Mi guardai allo specchio un'ultima volta: i capelli maniacalmente in ordine, ogni ciocca fissata con cura, la cravatta stretta in un nodo perfetto, color indaco, a richiamare i miei occhi, un completo nero lucido. Stavo già morendo di caldo, ma dovevo sopportare per quello si supponeva fosse il mio giorno.

Ed avevo ansia in realtà, quella che mi prendeva allo stomaco e me lo faceva contrarre in mille spasmi, generando quella tremarella scomposta alle dita e arsura in bocca. Mi era già capitato di provarla, ero preparato al meglio.

Ai polsi i gemelli di mio padre, tradizione familiare alla quale non potevo sfuggire, così era da anni e così sarebbe stato, sebbene io non avessi più avuto figli ai quali tramandarla. Sembrava non preoccupare mia madre più di tanto, ma lei era sempre stata assente, persa a sorseggiare i suoi drink al circolo, con le amiche. Non sembrò nemmeno preoccuparsene mio padre, più preso dalla classe sociale del mio accompagnatore che dal fatto che fosse un uomo.

Uno spruzzo della mia colonia, un bel respiro e passo dopo passo mi avviai verso la porta, verso l'uscita di quella casa.

La laurea non era altro che una formalità ormai, visto che lavoravo attivamente in azienda e stavo imparando a gestire tutto quello che andava gestito.
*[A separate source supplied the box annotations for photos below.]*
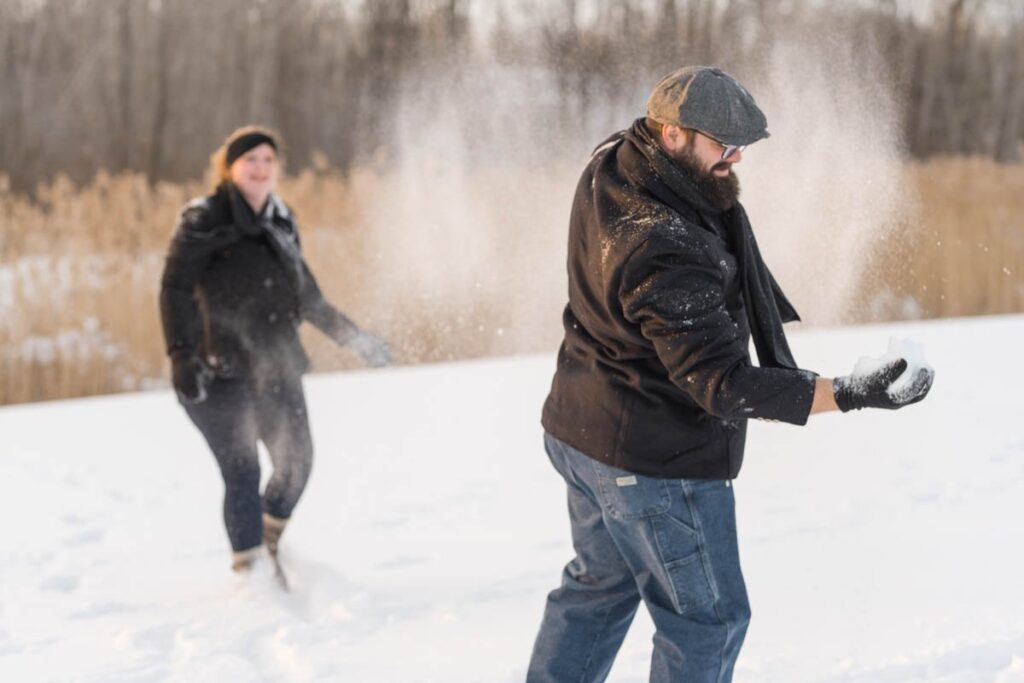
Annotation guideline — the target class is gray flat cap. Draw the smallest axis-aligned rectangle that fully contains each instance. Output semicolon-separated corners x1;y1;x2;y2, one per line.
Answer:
647;67;768;144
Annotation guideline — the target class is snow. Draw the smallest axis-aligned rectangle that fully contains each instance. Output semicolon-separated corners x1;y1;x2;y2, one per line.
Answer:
850;337;935;403
0;316;1024;683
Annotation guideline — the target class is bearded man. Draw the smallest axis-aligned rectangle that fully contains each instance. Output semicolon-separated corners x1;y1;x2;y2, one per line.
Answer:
527;67;933;683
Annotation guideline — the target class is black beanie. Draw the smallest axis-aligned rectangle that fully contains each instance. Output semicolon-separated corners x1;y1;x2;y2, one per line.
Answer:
226;132;278;168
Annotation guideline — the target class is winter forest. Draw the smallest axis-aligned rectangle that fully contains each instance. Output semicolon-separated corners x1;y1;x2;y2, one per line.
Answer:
0;0;1024;683
0;0;1024;403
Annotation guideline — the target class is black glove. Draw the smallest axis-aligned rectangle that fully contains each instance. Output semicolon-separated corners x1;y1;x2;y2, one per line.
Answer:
833;358;935;413
348;332;391;368
171;353;213;403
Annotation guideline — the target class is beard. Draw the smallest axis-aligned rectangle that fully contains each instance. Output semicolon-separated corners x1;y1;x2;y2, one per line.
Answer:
669;146;739;211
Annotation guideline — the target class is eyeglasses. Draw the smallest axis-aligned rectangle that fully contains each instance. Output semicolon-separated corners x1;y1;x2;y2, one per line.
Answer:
697;130;746;161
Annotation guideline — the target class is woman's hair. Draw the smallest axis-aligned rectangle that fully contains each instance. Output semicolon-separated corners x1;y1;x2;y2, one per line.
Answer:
209;126;285;190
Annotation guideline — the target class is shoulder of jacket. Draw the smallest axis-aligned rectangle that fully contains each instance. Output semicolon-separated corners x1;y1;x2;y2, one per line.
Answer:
178;197;213;230
634;218;715;265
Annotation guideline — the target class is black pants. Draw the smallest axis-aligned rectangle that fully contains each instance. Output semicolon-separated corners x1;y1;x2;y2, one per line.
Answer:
185;376;313;551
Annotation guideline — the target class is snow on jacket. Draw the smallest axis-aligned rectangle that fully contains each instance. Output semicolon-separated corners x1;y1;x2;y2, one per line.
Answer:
542;119;815;479
160;182;357;377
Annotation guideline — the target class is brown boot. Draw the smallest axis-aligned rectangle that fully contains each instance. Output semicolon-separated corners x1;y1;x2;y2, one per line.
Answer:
231;546;260;573
263;512;288;557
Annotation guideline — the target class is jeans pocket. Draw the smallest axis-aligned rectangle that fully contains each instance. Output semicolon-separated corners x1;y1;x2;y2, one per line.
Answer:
594;461;672;520
651;487;715;614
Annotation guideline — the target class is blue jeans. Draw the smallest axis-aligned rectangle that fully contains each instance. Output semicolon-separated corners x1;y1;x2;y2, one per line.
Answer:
526;434;751;683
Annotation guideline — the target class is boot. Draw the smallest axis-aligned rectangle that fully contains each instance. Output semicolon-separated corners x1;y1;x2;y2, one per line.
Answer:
231;546;259;573
263;512;288;557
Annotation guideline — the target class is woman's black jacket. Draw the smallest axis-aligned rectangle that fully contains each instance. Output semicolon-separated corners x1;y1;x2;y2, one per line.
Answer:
160;182;358;378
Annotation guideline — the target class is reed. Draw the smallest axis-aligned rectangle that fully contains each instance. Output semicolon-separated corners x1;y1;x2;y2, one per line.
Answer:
0;158;1024;404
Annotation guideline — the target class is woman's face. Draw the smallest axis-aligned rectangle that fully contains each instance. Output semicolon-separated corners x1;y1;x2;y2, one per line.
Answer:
228;142;278;197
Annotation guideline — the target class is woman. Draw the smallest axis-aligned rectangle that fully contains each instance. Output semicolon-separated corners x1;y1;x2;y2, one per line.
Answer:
160;126;390;571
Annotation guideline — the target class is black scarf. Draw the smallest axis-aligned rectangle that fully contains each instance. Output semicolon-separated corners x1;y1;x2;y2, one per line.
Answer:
620;119;800;369
221;182;305;291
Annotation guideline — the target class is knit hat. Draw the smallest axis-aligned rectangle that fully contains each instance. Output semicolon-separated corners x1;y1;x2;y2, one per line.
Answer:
647;67;768;144
225;131;278;167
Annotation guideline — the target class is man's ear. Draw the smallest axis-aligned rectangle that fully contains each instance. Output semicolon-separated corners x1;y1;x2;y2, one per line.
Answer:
662;124;689;152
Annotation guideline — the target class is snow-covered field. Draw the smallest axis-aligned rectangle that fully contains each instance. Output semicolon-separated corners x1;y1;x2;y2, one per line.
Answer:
0;316;1024;683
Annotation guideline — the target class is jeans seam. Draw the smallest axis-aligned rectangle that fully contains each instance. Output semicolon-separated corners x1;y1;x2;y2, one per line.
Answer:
580;577;611;683
680;481;732;681
647;517;685;615
680;480;722;602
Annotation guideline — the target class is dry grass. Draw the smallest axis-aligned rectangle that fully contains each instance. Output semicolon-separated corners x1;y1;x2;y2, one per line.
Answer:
854;158;1024;322
0;159;1024;404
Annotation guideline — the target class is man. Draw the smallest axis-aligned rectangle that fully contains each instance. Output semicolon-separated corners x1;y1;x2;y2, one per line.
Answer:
527;67;933;683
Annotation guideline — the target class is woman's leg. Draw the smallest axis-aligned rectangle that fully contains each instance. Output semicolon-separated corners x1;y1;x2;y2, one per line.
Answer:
185;378;262;553
256;376;313;520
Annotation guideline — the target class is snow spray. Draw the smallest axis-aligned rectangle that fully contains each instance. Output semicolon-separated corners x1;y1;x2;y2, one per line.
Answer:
352;12;912;357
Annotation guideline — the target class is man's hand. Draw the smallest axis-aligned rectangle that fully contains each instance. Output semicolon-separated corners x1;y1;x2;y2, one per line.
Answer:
833;358;935;413
348;332;391;368
171;353;213;403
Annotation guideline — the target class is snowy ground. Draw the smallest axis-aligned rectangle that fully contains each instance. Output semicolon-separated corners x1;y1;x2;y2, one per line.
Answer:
0;316;1024;683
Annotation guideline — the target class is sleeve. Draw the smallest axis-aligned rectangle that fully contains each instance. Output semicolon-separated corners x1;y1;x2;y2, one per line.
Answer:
620;236;815;425
299;259;359;344
160;203;234;356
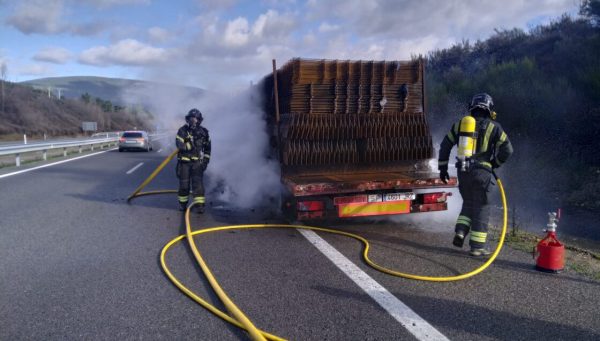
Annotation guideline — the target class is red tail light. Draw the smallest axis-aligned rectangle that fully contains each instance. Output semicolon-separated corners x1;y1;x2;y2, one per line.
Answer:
296;200;325;212
423;192;450;204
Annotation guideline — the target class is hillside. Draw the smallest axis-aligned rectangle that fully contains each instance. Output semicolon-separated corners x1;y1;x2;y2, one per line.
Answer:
427;1;600;211
20;76;202;106
0;82;152;139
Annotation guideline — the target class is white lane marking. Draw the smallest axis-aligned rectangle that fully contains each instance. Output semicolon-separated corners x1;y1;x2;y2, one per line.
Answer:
298;229;448;340
125;162;144;174
0;148;117;179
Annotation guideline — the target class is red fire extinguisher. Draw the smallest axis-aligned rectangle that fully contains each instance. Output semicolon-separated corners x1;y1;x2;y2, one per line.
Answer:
534;209;565;273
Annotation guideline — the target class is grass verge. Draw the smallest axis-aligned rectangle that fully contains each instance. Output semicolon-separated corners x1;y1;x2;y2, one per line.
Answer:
490;226;600;281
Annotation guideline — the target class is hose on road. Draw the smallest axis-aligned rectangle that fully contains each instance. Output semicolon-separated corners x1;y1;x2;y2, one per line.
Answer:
127;151;508;340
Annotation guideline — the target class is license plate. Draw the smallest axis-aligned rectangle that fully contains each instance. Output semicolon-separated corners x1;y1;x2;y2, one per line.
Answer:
383;192;417;201
367;194;383;202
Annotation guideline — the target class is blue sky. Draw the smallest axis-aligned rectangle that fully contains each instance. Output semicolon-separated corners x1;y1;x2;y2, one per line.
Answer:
0;0;578;88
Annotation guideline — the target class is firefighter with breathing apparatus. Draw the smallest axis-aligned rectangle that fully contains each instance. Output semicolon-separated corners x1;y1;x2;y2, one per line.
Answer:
175;108;211;213
438;93;513;257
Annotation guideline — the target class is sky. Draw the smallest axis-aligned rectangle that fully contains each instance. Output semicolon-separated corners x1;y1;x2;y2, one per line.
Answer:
0;0;579;89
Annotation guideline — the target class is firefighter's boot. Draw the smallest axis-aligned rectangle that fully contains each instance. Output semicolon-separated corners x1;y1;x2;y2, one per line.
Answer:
452;231;465;248
469;247;492;257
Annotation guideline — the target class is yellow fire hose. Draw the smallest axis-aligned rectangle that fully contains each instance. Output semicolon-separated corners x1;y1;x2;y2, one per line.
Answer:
127;151;508;340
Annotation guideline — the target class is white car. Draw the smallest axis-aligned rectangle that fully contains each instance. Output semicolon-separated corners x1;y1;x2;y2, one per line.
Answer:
119;130;152;152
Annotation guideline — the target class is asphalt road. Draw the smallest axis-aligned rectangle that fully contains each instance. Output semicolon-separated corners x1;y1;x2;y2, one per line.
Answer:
0;147;600;340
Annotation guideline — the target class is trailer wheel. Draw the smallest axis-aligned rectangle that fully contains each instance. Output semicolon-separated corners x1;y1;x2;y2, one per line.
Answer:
279;193;298;223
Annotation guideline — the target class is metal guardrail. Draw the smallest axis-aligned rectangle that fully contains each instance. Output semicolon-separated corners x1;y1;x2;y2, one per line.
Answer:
0;137;119;167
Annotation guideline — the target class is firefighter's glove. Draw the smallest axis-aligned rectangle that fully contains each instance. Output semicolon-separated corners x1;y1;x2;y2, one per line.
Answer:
183;139;194;151
200;159;208;172
439;166;450;184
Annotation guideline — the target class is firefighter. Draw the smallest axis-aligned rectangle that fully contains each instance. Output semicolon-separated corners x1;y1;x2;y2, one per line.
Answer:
438;93;513;257
175;108;211;213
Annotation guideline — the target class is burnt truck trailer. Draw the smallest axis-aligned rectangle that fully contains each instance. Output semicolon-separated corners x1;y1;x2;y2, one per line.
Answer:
260;59;456;220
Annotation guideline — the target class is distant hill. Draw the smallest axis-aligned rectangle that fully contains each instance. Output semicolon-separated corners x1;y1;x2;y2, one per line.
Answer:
20;76;202;106
0;82;153;140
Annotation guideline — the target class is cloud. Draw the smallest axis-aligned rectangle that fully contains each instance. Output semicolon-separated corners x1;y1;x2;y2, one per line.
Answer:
33;47;71;64
148;26;171;43
17;64;51;76
79;39;169;66
6;0;123;36
307;0;574;41
79;0;151;8
196;0;238;11
319;22;340;33
6;0;64;34
223;17;250;47
184;10;298;62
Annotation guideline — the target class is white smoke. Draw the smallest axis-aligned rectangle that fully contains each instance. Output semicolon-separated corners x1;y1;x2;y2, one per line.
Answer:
124;85;280;208
198;89;280;207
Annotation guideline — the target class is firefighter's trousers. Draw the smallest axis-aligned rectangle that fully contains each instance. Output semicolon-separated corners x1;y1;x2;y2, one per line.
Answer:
455;166;492;248
176;161;206;205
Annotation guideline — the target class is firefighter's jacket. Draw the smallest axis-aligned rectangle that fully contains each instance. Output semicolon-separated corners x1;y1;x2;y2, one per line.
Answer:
438;117;513;171
175;124;211;165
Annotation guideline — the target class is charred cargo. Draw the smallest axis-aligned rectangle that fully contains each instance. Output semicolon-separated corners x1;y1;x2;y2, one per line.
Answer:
260;59;456;220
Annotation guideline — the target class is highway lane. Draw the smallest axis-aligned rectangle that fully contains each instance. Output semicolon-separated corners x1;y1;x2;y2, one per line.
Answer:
0;147;600;340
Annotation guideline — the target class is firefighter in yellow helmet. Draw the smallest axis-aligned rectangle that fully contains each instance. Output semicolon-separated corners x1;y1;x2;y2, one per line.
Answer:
175;108;211;213
438;93;513;257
Fui quasi soddisfatto mentre lasciai il palmare spento sul comodino, perché quel giorno non mi sarebbe servito.

Il viaggio in auto fu silenzioso. La limousine a contenerci tutti, una famiglia disastrata e che non comunicava da anni. Due figlie adolescenti a preoccuparsi di rossetto e twitter, un padre intento a sfogliare il suo giornale virtuale, una madre ad osservare fuori dal finestrino, le gemelle che erano rimaste con la baby sitter. Tutto così privo di ogni sentimento, così vuoto da farmi pensare di star firmando la mia condanna a quella vita per sempre.

Io non ero così, perlomeno non lo ero fino a poco tempo prima, forse lo ero diventato, forse mi ero accontentato di sedermi su un trono ereditato e chinare il capo sempre, per il bene di una famiglia che non sembrava nemmeno esistere. Diverso sarebbe stato se fossimo stati uniti, diverso se avessi percepito l'amore, almeno da parte di qualcuno, perlomeno da parte di mia madre. Ma come riuscire a trovare amore in posti dove non potevano germogliare nemmeno le parole?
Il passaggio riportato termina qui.